Start by passing the Journalism Competition and Preservation Act (JCPA).
The JCPA is needed to help sustain the local, free and independent press system that’s essential to an informed electorate and functional, lasting democracy.
Yes, that sounds highfalutin. But as shown by the midterm’s toxic politics, America and its democracy are threatened as the country loses local newspapers and the civic knowledge, engagement and community they build.
A fourth of local newspapers failed and most survivors are hollowed-out ghosts, as 70% of newspaper jobs were lost over the last 15 years.
Thousands of communities are left with little to no local news coverage to inform voters and hold officials accountable.
As a result, America is less united, less able to agree on facts and values, and less able to discuss and confront shared challenges. We’re more divided and more vulnerable to cons, deceit and manipulation.
The journalism crisis underlies all the other threats to democracy, including election subversion, voting restrictions and false information stoking discord and distrust in democratic institutions. They cannot be resolved without first saving the press.
This is not news to many elected officials. A strong bipartisan coalition supports passage of the JCPA, which would stabilize news outlets by enabling them to collectively bargain with dominant tech platforms.
As the news business evolves online, it must be able to secure fair compensation for its content, just as digital music, movies and books are able to do, thanks to federal policies.
Tech giants and their allies, including academics and trade groups they fund, are sowing doubt and fear.
But there’s clear and undeniable evidence that the JCPA is an elegant, market-based solution that works without requiring federal dollars: The approach was trialed and proven in Australia. More than 90% of its news outlets secured content agreements, preventing further closures and enabling newsrooms to hire again.
Indeed, Australia is one of several free countries pursuing JCPA-type policies because they know their press systems must be saved to preserve their democracies.
In the United States, the onus is on Democratic leadership, namely Senate Majority Leader Chuck Schumer and House Speaker Nancy Pelosi, to make sure the JCPA gets done and isn’t pushed down the list of things to do before the lame-duck session ends.
Washington state’s delegation has been a strong, bipartisan supporter of local journalism.
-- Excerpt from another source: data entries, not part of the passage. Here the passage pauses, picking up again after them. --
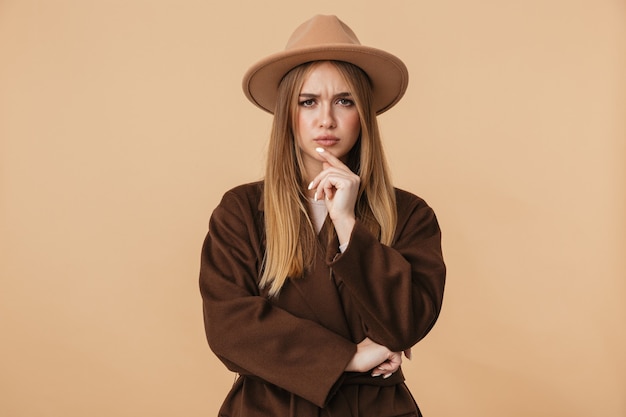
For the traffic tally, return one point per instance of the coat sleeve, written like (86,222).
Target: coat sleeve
(397,291)
(248,333)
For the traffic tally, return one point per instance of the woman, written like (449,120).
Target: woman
(315,280)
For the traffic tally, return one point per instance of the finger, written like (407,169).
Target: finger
(331,159)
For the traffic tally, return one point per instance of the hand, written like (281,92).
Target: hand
(373,356)
(339,187)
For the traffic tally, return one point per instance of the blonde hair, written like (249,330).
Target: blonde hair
(290,237)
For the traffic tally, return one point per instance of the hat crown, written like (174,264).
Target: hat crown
(321,30)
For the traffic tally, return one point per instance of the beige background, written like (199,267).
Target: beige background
(122,123)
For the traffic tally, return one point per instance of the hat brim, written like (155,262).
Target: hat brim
(387,73)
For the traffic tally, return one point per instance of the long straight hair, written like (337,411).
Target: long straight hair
(290,236)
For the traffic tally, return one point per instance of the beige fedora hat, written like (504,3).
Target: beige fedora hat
(327,38)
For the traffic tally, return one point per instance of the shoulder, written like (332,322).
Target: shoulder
(252,193)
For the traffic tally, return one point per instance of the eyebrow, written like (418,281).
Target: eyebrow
(310,95)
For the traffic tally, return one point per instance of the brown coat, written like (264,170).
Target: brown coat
(291,352)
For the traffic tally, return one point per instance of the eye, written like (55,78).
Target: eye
(345,102)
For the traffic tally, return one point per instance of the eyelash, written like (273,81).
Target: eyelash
(343,101)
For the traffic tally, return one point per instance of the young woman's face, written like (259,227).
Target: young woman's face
(326,117)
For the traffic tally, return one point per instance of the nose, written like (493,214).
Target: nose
(327,118)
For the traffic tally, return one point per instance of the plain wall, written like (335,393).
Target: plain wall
(122,123)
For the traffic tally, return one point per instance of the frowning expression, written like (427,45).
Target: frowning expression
(326,117)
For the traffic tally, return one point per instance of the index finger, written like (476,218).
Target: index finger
(331,159)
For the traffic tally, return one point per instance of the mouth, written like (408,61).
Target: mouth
(326,140)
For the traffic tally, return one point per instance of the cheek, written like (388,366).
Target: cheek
(354,124)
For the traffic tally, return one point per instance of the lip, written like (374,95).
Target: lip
(326,140)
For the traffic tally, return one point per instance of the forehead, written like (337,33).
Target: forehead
(324,76)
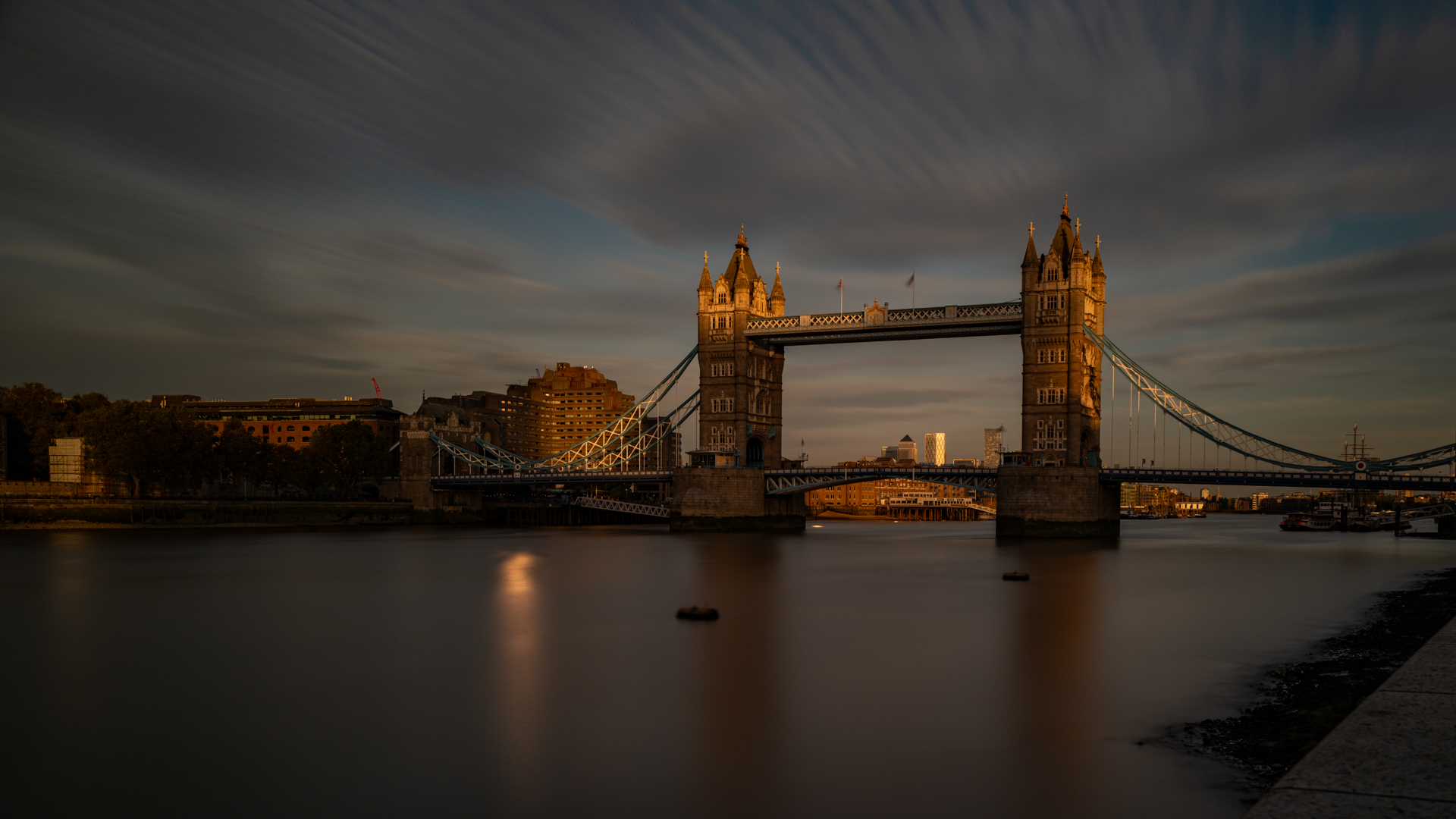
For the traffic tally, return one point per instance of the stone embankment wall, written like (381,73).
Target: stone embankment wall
(82,515)
(1055,502)
(717,500)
Members should join U.S. Rep. Pramila Jayapal in sponsoring the JCPA.
It would be a great tragedy if the U.S. allowed its model democracy to further deteriorate, because Congress didn’t make the JCPA and an informed electorate a top priority.
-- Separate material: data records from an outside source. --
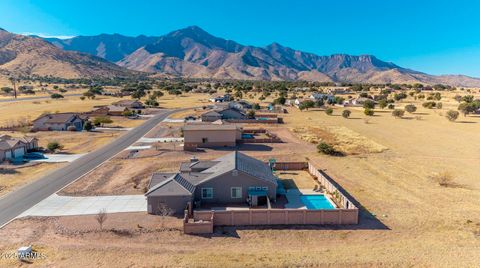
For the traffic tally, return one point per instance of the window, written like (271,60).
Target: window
(236,192)
(207,193)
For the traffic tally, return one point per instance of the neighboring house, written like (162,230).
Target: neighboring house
(240,105)
(359,101)
(112,110)
(131,104)
(16,148)
(223,114)
(210,135)
(337,91)
(59,122)
(234,178)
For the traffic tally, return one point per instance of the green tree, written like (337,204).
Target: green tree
(54,146)
(88,126)
(369,104)
(102,120)
(368,112)
(452,115)
(346,113)
(382,104)
(410,108)
(397,113)
(56,96)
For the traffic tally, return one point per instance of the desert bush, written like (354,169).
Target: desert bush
(397,113)
(53,146)
(452,115)
(368,112)
(444,179)
(327,149)
(429,104)
(346,113)
(410,108)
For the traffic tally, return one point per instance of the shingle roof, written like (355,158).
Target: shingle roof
(58,118)
(176,185)
(184,182)
(189,127)
(241,162)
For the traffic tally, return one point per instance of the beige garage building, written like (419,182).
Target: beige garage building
(210,135)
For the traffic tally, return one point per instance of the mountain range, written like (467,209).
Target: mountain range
(193,52)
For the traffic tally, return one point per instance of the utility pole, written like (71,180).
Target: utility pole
(13,80)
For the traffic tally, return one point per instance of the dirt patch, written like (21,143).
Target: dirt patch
(342,138)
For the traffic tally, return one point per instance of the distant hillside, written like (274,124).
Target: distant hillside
(112,47)
(24,55)
(192,52)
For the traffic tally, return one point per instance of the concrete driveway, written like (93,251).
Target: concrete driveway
(56,205)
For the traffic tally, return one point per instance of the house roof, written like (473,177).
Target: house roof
(59,118)
(194,173)
(241,162)
(176,185)
(190,127)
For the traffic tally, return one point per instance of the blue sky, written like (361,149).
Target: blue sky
(437,37)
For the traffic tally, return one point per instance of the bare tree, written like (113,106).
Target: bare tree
(101,217)
(164,211)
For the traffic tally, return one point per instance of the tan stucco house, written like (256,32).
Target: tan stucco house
(234,178)
(210,135)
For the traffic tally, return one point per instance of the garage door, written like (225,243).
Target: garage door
(19,152)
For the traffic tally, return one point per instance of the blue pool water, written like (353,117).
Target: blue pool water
(316,202)
(247,136)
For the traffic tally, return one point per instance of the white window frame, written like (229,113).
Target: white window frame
(207,197)
(239,189)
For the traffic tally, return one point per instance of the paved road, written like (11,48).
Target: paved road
(15,203)
(37,98)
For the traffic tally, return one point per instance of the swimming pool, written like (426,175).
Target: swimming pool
(247,136)
(316,202)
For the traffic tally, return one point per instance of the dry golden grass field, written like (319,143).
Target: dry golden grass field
(409,216)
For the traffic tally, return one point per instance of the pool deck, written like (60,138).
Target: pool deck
(293,197)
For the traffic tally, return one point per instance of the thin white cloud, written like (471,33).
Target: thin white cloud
(42,35)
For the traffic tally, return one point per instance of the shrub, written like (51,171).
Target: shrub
(88,126)
(398,113)
(56,96)
(429,104)
(369,104)
(452,115)
(53,146)
(326,148)
(382,104)
(368,112)
(410,108)
(101,120)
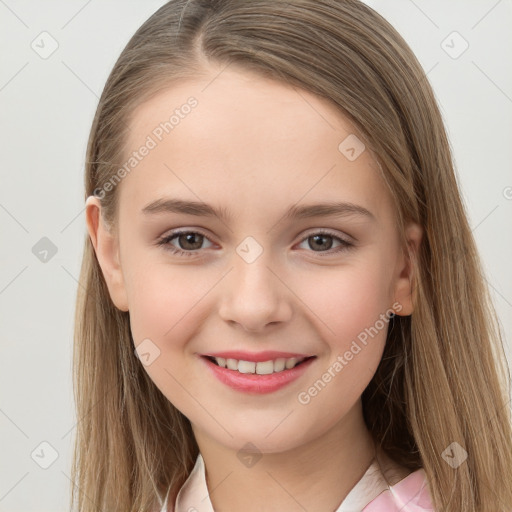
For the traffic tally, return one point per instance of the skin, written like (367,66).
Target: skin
(256,147)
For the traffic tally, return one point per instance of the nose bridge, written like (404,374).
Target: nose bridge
(252,294)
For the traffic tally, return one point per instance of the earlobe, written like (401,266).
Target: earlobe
(405,287)
(106,247)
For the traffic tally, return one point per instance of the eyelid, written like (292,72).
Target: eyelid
(346,244)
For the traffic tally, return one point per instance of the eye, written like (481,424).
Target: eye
(190,242)
(322,241)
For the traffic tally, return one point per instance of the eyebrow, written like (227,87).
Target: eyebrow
(200,209)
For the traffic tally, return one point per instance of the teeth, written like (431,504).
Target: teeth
(261,368)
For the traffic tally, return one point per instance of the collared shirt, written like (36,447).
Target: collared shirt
(370,494)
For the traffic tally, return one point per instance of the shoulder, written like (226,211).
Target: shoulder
(406,490)
(410,493)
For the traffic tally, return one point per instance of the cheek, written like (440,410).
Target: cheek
(165,300)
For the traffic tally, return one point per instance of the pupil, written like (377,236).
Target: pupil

Failing to support and pass this bill wouldn’t be an oversight. It would be a decision to side with two wealthy companies, Google and Facebook parent Meta, that allegedly violated antitrust law and were found by Democrat-led investigations to be causing harm with anti-competitive business practices.
President Joe Biden is reportedly pushing to pass antitrust reforms during the lame-duck session. The JCPA is the simplest and least controversial of the queued up antitrust bills. Get it done first.
If the JCPA dies, voters in future elections will question those who vowed to defend democracy and rein in Big Tech.
That is, if voters have any idea what’s really happening in 2023 and 2024.
Without federal intervention, the rate of newspaper failures is expected to increase to three per week on average, leaving ever more Americans in the dark.
With fascism rising on a flood of misinformation, the nation and the free world need Congress to quickly shore up the foundations of democracy. It should start by passing the JCPA before it’s too late to make a difference.